Other factors will influence the drafting of contractual terms related to top team appointment in joint ventures. For instance, local regulations or contractual precedents may require or establish a default that certain positions will be reserved for the local partner. In the aerospace and defense, petroleum, and mining sectors, state-owned companies and national governments often enter into joint venture negotiations with pre-set expectations that the local partner will have the right to appoint certain positions, such as a Deputy CEO or VP-Human Resources. Similarly, ownership split and corporate form may also impact on choice of terms. For example, an 80% owner in a joint venture will likely have the right to approve all members of the management team beyond the CEO, who might or might not require board approval.

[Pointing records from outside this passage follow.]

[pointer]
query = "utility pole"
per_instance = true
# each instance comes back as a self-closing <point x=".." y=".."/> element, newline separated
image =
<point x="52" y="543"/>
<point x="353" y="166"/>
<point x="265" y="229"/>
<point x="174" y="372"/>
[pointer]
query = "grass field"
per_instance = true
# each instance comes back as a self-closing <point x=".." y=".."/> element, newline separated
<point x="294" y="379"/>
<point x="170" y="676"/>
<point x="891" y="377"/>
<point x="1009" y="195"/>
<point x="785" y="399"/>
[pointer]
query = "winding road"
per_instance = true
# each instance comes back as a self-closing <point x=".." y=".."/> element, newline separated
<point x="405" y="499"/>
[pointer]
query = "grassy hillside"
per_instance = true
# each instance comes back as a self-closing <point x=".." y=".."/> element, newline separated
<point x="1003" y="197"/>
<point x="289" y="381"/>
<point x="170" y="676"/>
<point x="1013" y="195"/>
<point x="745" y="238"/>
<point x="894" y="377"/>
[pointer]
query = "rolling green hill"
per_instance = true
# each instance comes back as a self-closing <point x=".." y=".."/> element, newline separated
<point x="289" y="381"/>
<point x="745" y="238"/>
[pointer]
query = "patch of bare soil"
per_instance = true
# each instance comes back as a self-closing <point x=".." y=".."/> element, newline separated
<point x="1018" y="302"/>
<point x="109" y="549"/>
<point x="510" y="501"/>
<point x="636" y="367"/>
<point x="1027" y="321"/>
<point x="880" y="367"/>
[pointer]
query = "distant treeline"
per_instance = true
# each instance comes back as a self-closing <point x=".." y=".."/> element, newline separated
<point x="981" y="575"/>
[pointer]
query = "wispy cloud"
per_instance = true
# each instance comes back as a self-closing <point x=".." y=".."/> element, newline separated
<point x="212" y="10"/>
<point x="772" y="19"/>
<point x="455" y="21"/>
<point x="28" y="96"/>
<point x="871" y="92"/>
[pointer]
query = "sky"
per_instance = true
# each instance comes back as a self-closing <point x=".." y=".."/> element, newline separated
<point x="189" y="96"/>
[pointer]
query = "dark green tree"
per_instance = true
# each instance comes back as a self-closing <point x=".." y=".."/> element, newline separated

Once the parties have decided on which, if any positions, should be reserved slots for one owner, they will need to define on how selection and approvals will work. Fixed slots generally convey the right to “nominate,” not necessarily the right to unilaterally “approve” those nominees. Generally, non-appointing partners are given the right to approve management nominees because it helps to create buy-in and transparency. This is most commonly done through a vote of the Board of Directors, which implies consensus among owners. If that is the case, legal agreements typically note that the management positions in question are “subject to Board approval.” If parent companies have fixed slots in an independent JV, where CEOs are supposed to have broader authority, secure the CEO’s right to approve and require owners to provide him or her with a slate of two to four well-qualified candidates.


Lastly, the parties need to define whether reserved slots are perpetual or time-limited. For ventures that are intended to become more independent, consider establishing such appointment rights for, say, just the first five years. Companies should also make all management appointment rights conditional upon the nominating parent maintaining a certain ownership interest, and address contingencies involving transfers of interest and/or scenarios involving future restructurings.

With joint ventures, management appointment rights can create reserved seating or open tables for the JV top team. Which will you choose?